Leaving home and traveling to study, work or volunteer in a new country can be a stressful experience, even though it may be something you have planned and prepared for, many people are surprised when they experience the impact of culture shock, and it can be helpful to realize your experience is completely normal!

Culture shock is simply moving from a familar culture to one that is unfamiliar.  It can include the shock of a new environment, meeting lots of new people and learning the ways of a new country. Here are some factors that can contribute to culture shock:

  • Climate - Dark nights, humidity.
  • Language - Listening and speaking in a new language is tiring, communication barriers.
  • Social roles - social behaviours may confuse, suprise or offend you.
  • Rules of behaviour - As well as the obvious things that hit you immediately when you arrive, such as sights, sounds, smells and tastes, every culture has unspoken rules which affect the way people treat each other. These may be less obvious, but sooner or later you will probably encounter them and once again the effect may be disorientating.
  • Values - Although you may first become aware of cultural differences in your physical environment, (e.g. food, dress, behavior) you may also come to notice that people from other cultures may have very different views of the world from yours.
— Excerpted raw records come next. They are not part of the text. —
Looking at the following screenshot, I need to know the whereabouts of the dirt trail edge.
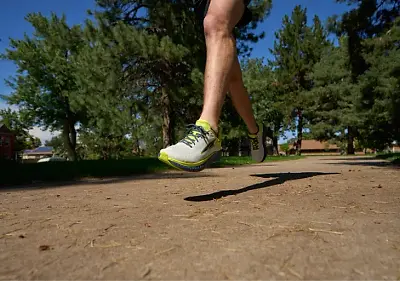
[0,157,400,280]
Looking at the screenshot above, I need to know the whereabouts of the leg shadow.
[184,172,339,202]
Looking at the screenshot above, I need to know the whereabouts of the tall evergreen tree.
[89,0,270,147]
[330,0,400,154]
[270,5,329,154]
[2,13,84,160]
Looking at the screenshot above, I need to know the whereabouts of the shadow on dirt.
[184,172,339,202]
[323,158,396,167]
[321,156,376,161]
[0,172,218,193]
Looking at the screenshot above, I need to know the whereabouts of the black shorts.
[195,0,253,27]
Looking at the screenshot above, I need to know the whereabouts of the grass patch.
[0,156,301,186]
[376,152,400,165]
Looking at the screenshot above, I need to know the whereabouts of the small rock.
[39,245,50,251]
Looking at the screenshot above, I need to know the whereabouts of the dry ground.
[0,157,400,280]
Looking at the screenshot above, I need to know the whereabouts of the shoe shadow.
[184,172,339,202]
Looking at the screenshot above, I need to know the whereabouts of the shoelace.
[181,124,208,148]
[249,137,260,150]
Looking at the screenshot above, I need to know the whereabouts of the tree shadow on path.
[184,172,339,202]
[0,172,218,193]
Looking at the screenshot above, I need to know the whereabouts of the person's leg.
[200,0,245,131]
[229,57,258,134]
[228,54,267,162]
[158,0,265,172]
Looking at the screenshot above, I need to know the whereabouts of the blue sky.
[0,0,349,140]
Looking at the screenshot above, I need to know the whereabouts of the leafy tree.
[330,0,400,154]
[243,59,286,153]
[358,16,400,149]
[45,135,68,157]
[308,38,361,151]
[2,13,84,159]
[88,0,270,147]
[270,5,329,154]
[0,108,41,152]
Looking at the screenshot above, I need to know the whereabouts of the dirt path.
[0,157,400,280]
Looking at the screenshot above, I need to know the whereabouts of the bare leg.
[229,57,258,134]
[200,0,245,131]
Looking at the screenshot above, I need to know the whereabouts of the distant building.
[0,123,15,160]
[289,140,340,154]
[22,146,54,163]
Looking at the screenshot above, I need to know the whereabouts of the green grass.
[0,156,301,186]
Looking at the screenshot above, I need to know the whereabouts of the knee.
[203,13,230,38]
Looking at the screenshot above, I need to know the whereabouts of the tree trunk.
[347,126,355,155]
[161,87,173,148]
[272,136,279,155]
[63,120,77,161]
[296,111,303,155]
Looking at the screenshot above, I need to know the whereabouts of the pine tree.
[3,13,84,160]
[330,0,400,154]
[0,108,41,152]
[271,5,328,154]
[90,0,270,147]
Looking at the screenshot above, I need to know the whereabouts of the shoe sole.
[158,151,221,172]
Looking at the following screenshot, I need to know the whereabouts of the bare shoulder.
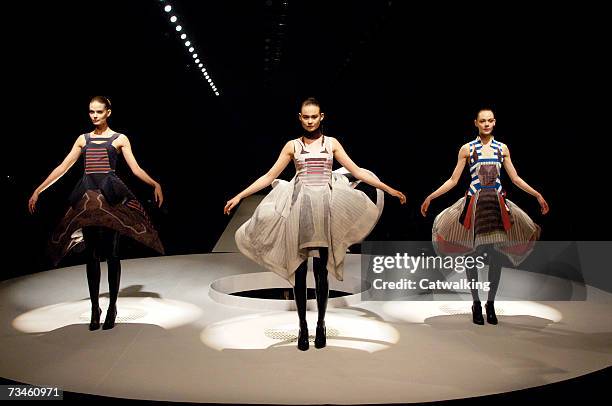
[113,133,130,147]
[282,140,296,156]
[325,135,342,151]
[74,134,86,148]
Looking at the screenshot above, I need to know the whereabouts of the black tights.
[83,227,121,309]
[293,248,329,325]
[465,244,509,302]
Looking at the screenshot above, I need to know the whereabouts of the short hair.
[300,97,321,110]
[89,96,111,110]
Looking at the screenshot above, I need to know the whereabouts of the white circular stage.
[0,253,612,404]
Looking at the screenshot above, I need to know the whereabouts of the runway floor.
[0,197,612,404]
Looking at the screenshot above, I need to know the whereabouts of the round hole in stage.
[209,272,365,310]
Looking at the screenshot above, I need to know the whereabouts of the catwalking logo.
[372,253,486,274]
[370,253,490,292]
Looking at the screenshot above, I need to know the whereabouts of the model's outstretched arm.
[504,145,549,214]
[28,135,85,213]
[223,141,293,214]
[332,139,406,204]
[421,144,470,217]
[117,134,164,207]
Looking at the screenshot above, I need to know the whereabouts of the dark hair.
[475,107,495,120]
[300,97,321,110]
[89,96,111,110]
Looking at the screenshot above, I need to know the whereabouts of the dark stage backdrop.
[1,0,611,279]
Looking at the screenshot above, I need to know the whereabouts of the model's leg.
[83,227,102,330]
[293,261,308,351]
[313,248,329,348]
[485,246,508,324]
[102,230,121,330]
[465,255,484,325]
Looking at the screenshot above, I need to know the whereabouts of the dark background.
[0,0,611,279]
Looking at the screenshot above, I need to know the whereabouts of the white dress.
[235,136,384,285]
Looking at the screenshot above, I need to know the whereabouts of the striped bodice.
[468,137,504,196]
[293,135,334,186]
[82,133,120,175]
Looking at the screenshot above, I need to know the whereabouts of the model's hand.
[389,189,406,204]
[537,195,549,214]
[28,191,39,214]
[223,196,241,215]
[153,183,164,207]
[421,197,431,217]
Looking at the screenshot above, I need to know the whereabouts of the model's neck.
[304,127,323,144]
[93,124,110,135]
[479,134,493,145]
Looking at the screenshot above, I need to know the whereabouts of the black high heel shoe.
[89,307,102,331]
[298,324,310,351]
[472,302,484,326]
[315,322,327,348]
[485,302,497,324]
[102,306,117,330]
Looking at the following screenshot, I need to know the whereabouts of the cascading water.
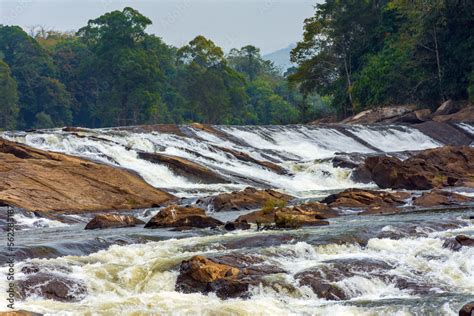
[2,126,441,197]
[0,124,474,315]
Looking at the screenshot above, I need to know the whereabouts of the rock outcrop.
[236,202,338,228]
[175,254,284,299]
[138,152,229,184]
[84,214,145,229]
[443,235,474,251]
[16,271,87,302]
[145,205,224,230]
[360,146,474,190]
[413,190,474,207]
[0,140,175,213]
[321,189,410,213]
[196,188,293,212]
[459,302,474,316]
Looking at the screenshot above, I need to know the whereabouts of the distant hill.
[263,44,296,72]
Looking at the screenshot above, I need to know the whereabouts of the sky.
[0,0,316,54]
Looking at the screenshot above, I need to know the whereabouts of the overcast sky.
[0,0,316,53]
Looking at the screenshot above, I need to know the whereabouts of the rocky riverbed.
[0,125,474,315]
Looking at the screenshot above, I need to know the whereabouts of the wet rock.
[216,146,288,175]
[224,221,250,231]
[275,210,329,228]
[16,272,87,302]
[175,254,284,299]
[196,188,293,212]
[295,259,393,300]
[341,105,416,124]
[237,202,339,228]
[413,121,472,146]
[433,105,474,123]
[443,235,474,251]
[0,140,175,213]
[222,234,298,249]
[0,310,43,316]
[138,152,229,184]
[321,189,410,212]
[413,190,474,207]
[459,302,474,316]
[84,214,145,229]
[364,146,474,190]
[145,205,223,229]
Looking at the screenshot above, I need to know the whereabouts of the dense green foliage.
[0,8,323,129]
[290,0,474,117]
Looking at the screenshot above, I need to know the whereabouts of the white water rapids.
[0,124,474,316]
[2,126,442,197]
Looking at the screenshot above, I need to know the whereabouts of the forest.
[0,0,474,129]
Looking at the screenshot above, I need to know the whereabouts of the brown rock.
[0,310,43,316]
[443,235,474,251]
[0,140,175,212]
[364,146,474,190]
[413,190,474,207]
[275,210,329,228]
[459,302,474,316]
[16,272,87,302]
[84,214,145,229]
[138,152,229,183]
[145,205,223,229]
[434,100,459,115]
[217,147,288,175]
[224,221,250,231]
[197,188,293,212]
[321,189,410,208]
[175,254,284,299]
[433,105,474,123]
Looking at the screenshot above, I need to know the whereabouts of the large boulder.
[341,105,417,124]
[443,235,474,251]
[145,205,224,230]
[175,254,284,299]
[321,189,410,209]
[196,188,293,212]
[362,146,474,190]
[84,214,145,229]
[459,302,474,316]
[236,202,338,228]
[413,190,474,207]
[138,152,229,183]
[16,271,87,302]
[0,139,175,213]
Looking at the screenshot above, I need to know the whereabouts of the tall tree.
[0,26,71,127]
[0,60,19,130]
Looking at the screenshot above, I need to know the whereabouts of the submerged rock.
[363,146,474,190]
[0,139,175,213]
[321,189,410,214]
[413,190,474,207]
[145,205,224,229]
[459,302,474,316]
[16,272,87,302]
[224,221,250,231]
[0,310,43,316]
[84,214,145,229]
[443,235,474,251]
[175,254,284,299]
[237,202,338,228]
[197,188,293,212]
[138,152,229,183]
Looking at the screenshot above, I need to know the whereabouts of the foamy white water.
[2,126,442,197]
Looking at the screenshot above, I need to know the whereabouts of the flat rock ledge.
[0,139,176,213]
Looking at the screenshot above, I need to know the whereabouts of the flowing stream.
[0,124,474,315]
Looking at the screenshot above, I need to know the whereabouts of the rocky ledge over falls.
[354,146,474,190]
[0,139,175,213]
In most cases you can prepare and expect an element of culture shock, but it is the homesickness that can take you by suprise and it will be the little things that can cause this:

  • The pillows and beds are harder/softer than you are used to, which effects your sleep.
  • The food is different, and you are missing some of your favourite foods
  • You miss your family and friends
  • Language barriers and terminology. 

What are the symptoms?

Symptoms of homesickness and culture shock can manifest in both physical and emotional ways, and can be immediate or take several weeks to kick in.
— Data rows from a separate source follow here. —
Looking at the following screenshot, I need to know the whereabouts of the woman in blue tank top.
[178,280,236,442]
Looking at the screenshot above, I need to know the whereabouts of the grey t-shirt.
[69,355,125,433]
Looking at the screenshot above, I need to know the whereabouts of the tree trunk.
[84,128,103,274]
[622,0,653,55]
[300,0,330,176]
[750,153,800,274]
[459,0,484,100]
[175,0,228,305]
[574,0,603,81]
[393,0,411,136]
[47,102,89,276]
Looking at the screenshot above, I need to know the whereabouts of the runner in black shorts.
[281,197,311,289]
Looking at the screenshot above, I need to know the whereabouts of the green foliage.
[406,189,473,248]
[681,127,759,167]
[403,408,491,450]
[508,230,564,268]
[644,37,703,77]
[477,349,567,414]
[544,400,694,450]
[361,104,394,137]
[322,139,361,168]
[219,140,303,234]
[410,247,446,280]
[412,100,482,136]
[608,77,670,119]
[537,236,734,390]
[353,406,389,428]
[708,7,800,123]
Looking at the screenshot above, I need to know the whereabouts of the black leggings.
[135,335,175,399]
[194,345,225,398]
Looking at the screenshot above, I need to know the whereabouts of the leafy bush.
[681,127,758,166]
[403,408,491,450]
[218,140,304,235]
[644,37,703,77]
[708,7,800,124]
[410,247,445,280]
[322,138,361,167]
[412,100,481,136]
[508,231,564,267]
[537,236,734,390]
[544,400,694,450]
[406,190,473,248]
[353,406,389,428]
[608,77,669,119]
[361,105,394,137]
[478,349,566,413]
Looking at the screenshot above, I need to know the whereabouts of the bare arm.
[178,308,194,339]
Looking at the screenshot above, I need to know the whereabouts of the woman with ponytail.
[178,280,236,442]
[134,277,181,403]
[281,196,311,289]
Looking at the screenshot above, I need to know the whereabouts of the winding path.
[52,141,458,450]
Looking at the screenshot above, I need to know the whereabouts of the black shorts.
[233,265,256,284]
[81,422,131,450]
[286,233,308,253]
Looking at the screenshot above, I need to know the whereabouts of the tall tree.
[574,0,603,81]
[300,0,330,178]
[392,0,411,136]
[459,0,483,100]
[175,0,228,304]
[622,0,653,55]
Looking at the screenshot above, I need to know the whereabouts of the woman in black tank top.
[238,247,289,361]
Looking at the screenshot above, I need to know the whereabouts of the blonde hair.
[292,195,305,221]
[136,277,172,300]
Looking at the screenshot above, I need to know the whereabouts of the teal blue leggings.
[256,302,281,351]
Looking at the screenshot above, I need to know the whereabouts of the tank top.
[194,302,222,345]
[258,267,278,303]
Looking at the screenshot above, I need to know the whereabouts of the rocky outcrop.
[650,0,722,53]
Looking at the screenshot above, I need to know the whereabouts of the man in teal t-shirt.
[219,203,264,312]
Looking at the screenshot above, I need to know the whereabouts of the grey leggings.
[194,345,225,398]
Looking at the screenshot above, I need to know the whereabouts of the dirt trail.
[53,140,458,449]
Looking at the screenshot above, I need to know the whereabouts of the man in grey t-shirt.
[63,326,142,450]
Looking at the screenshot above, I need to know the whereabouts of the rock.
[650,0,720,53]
Typical symptoms can include:

  • Increased need to sleep/sleeping badly
  • Compulsive eating or lack of appetite
  • Being hostile/complaining all the time about the host country/cultural disorientation about how to work with and relate to others
  • Language difficulties and mental fatigue from speaking and listening to a foreign language all day
  • Unexplained emotional surges, such as verbal outbursts, being easily angered or crying
  • Increase in physical ailments or pain, or recurrent illness
  • Inability to work effectively
  • Feeling of self-doubt and a sense of failure
  • Calling home much more often than usual
  • Avoiding meeting people or participating in activities
  • Feelings of: helplessness, hopelessness, loneliness, homesickness, slight depression, irritability, boredom, sadness.

The UK Council for International Student Affairs website has a good explanation about the different phases of culture shock and IES Abroad have really good blogs from students who have experienced homesickness and culture shock.

How to overcome these feelings

One of the key key things in overcoming homesickness and culture shock is to stop looking at the big picture and just take small steps. You should find that as you adjust slowly to your host culture and environment and begin to find your way around, you will start to feel more settled and at home in your new environment.

You may find the following suggestions helpful:

  • Don't give yourself a hard time. Lots of students are feeling the same way and it is perfectly normal.
  • Make your new room your own by decorating it with familiar things from home.
  • Get out there and explore, the more you familiarise yourself with your new environment, the less intimidating it will be.
  • Limit social media. If you wake up every day and spend the first hour catching up on what your friends and family are doing back home, you’re bound to feel homesick. Put away Facebook and Instagram, and start taking your own pictures, then share them on social media and wait to hear the lovely comments from your friends and family!
  • Make sure you get enough sleep and try to eat a healthy diet. This is really important as if you’re already feeling a bit down this can have a huge impact on your mood.
  • Go and speak to your host university’s study abroad office or counselling service to get advice. 
  • Most students will find their homesickness and culture shock fades and do not need formal wellbeing support. However, if it is affecting your ability to take part in social or academic activities, please let us know, or Student Support or the Counselling Service here in Manchester. The Counselling Service remains open to students who are on a placement abroad and can offer you confidential advice and can arrange video call counselling sessions with counsellors. You can also use their SilverCloud service which uses clinically proven tools to identify key problems and offers programmes of activity to help you overcome them.